It is Easter and I have been thinking about resurrection and finding life where there has been death. I have been thinking about heaven and what it might be like when we pass from this world to the next.
I remember reading once that heaven was the place where things that are lost would be found. I like that thought because throughout my life I have lost a lot of things. Some of those things were able to be replaced, keys and books, for instance, articles of clothing, pieces of jewelry, poems or photographs. Others were not. I may have bought something new to take the place of the thing that is missing, but somehow it never fully satisfied me in the way the first thing, the lost thing, had done. Other things could never be replaced. Friends, for example, people I cared about who wandered in and then one day out of my life, leaving without a forwarding address. Moments of unfettered grace in which I can’t exactly call up the circumstances any more but I still know they happened. My innocence that fell away in pieces and my naïveté about the intentions and motivations of some people that seemed to have been lost in one fell swoop. I have lost, and regret having done so, the way loved ones, dead now, looked when they were content and what it was that used to make me laugh so hard that my face hurt.
I lost my fearlessness when I fell off the back of a motorcycle and I lost my need to be the best or win first place when I discovered that not everything in life is about winning. I lost the knowledge and anticipation that my plans will turn out as I expect and the notion that bad things won’t happen to good people. Not all of the things I lost, therefore, are missed or necessary or important.
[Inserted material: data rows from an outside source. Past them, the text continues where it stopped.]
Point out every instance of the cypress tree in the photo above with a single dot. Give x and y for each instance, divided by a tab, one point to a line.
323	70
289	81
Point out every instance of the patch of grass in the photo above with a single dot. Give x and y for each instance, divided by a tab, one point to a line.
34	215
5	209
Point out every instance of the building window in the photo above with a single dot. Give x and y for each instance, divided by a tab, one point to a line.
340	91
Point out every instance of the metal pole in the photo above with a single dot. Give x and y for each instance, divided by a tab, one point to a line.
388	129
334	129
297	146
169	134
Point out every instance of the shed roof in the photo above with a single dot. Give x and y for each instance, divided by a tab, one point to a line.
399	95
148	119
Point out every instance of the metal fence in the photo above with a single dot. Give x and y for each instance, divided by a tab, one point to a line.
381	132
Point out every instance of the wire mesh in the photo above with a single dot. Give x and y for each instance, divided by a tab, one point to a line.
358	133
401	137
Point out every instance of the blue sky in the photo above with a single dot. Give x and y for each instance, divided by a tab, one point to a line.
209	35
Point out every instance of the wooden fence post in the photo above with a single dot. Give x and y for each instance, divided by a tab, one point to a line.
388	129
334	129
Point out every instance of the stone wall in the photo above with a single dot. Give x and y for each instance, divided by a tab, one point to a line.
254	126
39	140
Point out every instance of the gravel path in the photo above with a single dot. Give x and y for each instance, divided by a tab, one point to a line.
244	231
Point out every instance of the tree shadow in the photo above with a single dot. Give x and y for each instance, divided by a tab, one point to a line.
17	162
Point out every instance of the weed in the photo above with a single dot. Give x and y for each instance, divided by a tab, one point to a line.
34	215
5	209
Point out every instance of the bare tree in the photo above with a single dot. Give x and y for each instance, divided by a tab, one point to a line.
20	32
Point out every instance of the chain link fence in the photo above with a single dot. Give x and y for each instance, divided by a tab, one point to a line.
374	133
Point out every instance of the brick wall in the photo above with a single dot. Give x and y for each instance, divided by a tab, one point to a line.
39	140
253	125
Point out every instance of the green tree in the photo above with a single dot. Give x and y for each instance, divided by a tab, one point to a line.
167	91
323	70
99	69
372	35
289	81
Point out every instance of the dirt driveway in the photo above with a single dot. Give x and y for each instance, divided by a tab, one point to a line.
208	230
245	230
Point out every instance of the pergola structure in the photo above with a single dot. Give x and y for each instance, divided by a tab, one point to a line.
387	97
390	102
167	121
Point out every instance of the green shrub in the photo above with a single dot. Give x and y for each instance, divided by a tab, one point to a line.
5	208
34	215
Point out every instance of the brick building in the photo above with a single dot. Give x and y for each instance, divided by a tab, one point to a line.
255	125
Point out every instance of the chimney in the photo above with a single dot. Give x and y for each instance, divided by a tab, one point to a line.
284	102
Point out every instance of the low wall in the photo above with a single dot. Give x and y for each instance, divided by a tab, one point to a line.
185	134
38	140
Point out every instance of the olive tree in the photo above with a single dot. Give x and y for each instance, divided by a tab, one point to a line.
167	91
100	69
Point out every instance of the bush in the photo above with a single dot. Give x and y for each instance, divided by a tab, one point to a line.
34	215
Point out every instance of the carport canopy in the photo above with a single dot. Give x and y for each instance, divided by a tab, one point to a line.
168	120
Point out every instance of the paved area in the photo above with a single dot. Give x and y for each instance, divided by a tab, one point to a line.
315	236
But sometimes I would just like to see them again just to remember what it was that I used to think was so wonderful about them. I don’t know if I’ll ever get that chance, of course because even though I believe in heaven, I don’t really know what it will be like. And if I’m honest, even in this season of Easter, I don’t know if Jesus physically rose from the dead either. I guess somewhere along the way I lost the need for that kind of certainty too. If pushed I would say I like the thought of heaven as a grand place of love and sweet reunions and I like the thought of Jesus, up from the grave, skipping down the street holding hands with a friend who didn’t go anywhere and laughing about what he had missed in the three days he was gone.
Truthfully, part of the reason I’m a pastor, a bearer of good news, is because I’d like to be the one to tell him, “don’t worry, one day soon, you’ll get it all back.”